取適法(中小受託法・旧下請法)の罰則について簡単にわかりやすく解説
取適法(中小受託法・旧下請法)に違反した場合の制裁には、大きく分けて、行政上の制裁、刑事罰、民事上の責任の3つがあります。
行政上の制裁
勧告
公正取引委員会は、遵守事項に違反する行為があると認めるときは、その行為をした委託事業者に対し、必要な措置をとるべきことを勧告するものとされています。
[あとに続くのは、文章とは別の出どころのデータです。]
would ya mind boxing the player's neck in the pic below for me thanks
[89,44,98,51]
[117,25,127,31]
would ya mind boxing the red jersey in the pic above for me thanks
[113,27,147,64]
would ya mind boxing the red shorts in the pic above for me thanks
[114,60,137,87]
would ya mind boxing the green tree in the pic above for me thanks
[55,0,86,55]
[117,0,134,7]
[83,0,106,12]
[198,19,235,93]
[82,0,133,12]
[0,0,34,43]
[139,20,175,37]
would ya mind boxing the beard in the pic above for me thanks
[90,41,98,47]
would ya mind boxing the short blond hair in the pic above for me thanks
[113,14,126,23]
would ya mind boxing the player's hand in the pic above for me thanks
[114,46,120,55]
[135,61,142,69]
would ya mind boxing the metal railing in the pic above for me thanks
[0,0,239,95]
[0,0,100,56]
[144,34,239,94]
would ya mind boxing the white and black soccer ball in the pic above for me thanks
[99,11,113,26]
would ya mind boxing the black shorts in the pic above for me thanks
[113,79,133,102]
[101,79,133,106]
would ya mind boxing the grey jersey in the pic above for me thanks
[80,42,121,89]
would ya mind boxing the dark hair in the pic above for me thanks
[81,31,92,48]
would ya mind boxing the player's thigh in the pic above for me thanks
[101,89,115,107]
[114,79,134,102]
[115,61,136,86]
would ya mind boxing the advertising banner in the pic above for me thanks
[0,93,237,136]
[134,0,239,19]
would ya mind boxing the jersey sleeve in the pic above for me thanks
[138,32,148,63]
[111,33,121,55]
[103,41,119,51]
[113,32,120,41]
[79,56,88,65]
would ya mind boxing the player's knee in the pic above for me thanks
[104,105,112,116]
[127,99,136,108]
勧告の内容としては、次のような例があげられています。
- 速やかにその中小受託事業者の給付を受領すること
- 代金、減じた額、遅延利息を支払うこと
- 代金の額を引き上げること
- 購入させた物を引き取るべきこと
- 不利益な取扱いをやめるべきこと
- 中小受託事業者の利益を保護するための措置をとるべきこと。
刑事罰
取適法では、次のいずれかに該当する場合には、その違反行為をした委託事業者の代表者、代理人、使用人その他の従業者に50万円以下の罰金が科されています。
- 中小受託事業者に対して法定の明示すべき事項を明示しなかったとき
- 中小受託事業者から求められた法定の書面を交付しなかったとき
- 法定の書類・電磁的記録の作成、保存をせず、又は虚偽の書類・電磁的記録を作成したとき
また、次の違反行為をした者にも50万円以下の罰金が科されています。
- 公正取引委員会等の要請に対して報告をせず、虚偽の報告をし、又は検査を拒み、妨げ、忌避したとき
民事上の責任
取適法は、国が事業者に対する規制や罰則を定める法律であるため、委託事業者が取適法に違反したからといって、ただちに委託事業者が中小受託事業者に対する民事上の責任を負うことになるとは限りません。
ただし、委託事業者の取適法への違反が民法上の不法行為に該当するものとして中小受託事業者に対する損害賠償責任を負う可能性や、取適法に違反した委託事業者と中小受託事業者間の契約が公序良俗に反するものとして無効にされる可能性も否定できません。